In all, it really depends on the filter you are using, and how broad a scope it tries to match against. If it is something simple like a c macro, then its "probably" ok, but if its something complicated then its a judgement call. I personally can't wait to play around with perl6's macro system. Finally lisp wont have anything on perl :-)
There is a nice example here that shows in what trouble you can get with source filters.
http://shadow.cat/blog/matt-s-trout/show-us-the-whole-code/
They used a module called Switch, which is based on source filters. And because of that, they were unable to find the source of an error message for days.

Why shouldn't I use shell tools in Perl code?
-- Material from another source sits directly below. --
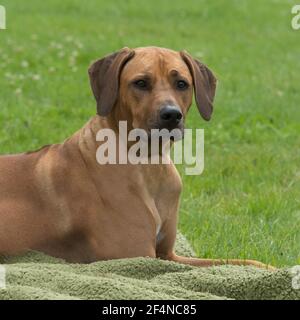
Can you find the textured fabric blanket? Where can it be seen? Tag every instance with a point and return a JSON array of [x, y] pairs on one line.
[[37, 276]]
It is generally advised not to use additional linux tools in a Perl code;
e.g if someone intends to print the last line of a text file he can:
$last_line = `tail -1 $file` ;
or otherwise, open the file and read it line by line
open(INFO,$file);
while(<INFO>) {
$last_line = $_ if eof;
}
What are the pitfalls of using the previous and why should I avoid using shell tools in my code?
thanx,
Efficiency - you don't have to spawn a new process
Portability - you don't have to worry about an executable not existing, accepting different switches, or having different output
Ease of use - you don't have to parse the output, the results are already in a usable form
Error handling - you have finer-grained control over errors and what to do about them in Perl.
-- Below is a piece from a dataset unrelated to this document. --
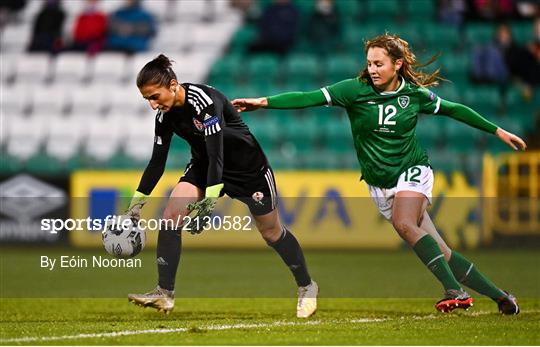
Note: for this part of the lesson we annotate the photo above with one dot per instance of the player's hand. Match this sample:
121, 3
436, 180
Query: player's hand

It's better to keep all the action in Perl because it's faster and because it's more secure. It's faster because you're not spawning a new process, and it's more secure because you don't have to worry about shell meta character trickery.
For example, in your first case if $file contained "afilename ; rm -rf ~" you would be a very unhappy camper.
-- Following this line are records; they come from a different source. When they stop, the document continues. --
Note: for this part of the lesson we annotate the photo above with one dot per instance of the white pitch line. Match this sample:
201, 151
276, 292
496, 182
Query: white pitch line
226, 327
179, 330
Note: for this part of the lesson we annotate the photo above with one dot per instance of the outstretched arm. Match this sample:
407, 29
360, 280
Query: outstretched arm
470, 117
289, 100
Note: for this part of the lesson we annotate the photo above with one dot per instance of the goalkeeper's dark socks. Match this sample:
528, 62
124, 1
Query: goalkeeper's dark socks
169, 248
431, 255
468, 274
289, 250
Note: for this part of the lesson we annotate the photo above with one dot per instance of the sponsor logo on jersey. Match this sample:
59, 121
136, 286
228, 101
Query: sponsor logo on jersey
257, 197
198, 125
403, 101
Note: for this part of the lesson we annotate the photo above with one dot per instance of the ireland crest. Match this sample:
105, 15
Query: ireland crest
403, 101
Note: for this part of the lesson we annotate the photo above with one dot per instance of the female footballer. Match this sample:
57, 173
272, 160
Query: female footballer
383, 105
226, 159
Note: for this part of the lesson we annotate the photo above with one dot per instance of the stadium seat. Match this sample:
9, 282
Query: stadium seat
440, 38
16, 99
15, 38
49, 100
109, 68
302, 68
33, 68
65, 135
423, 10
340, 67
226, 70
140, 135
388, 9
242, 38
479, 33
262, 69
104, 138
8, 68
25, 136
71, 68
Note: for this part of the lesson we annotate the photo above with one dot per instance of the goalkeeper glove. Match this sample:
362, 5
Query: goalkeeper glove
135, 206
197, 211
P.S. The best all-Perlway to do the tail is to use File::ReadBackwards
One of the primary reasons (besides portability) for not executing shell commands is that it introduces overhead by spawning another process. That's why much of the same functionality is available via CPAN in Perl modules.
One reason is that your Perl code might be running in an environment where there is no shell tool called 'tail'.
It's a personal call depending on the project:
Is it going to be always used in shell environments with tail?
Do you care about only using pure Perl code?
Using tail? Fine. But that's really a special case, since it's so easy to use and since it is so trivial.
The problem in general is not really efficiency or portability, that is largely irrelevant; the issue is ease of use. To run an external utility, you have to find out what arguments it accepts, write code to transform your program's data structures to that format, quote them properly, build the command line, and run the application. Then, you might have to feed it data and read data from it (involving complexity like an event loop, worrying about deadlocking, etc.), and finally interpret the return value. (UNIX processes consider "0" true and anything else false, but Perl assumes the opposite. foo() and die is hard to read.) This is a lot of work to do, and that's why people avoid it. It's much easier to create an instance of a class and call methods on it to get the data you need.
(You can abstract away processes this way; see Crypt::GpgME for example. It handles the complexity associated with invoking gpg, which would normally involve creating multiple filehandles other than STDOUT, STDIN, and STDERR, among other things.)
The main reason I see for doing it all in Perl would be for robustness. Your use of tail will fail if the filename has shell metacharacters or spaces or doesn't exist or isn't accessible. From Perl, characters in the filename aren't an issue, and you can distinguish between errors in accessing the file. Sometimes being robust is more important than speedy coding and sometimes it's not.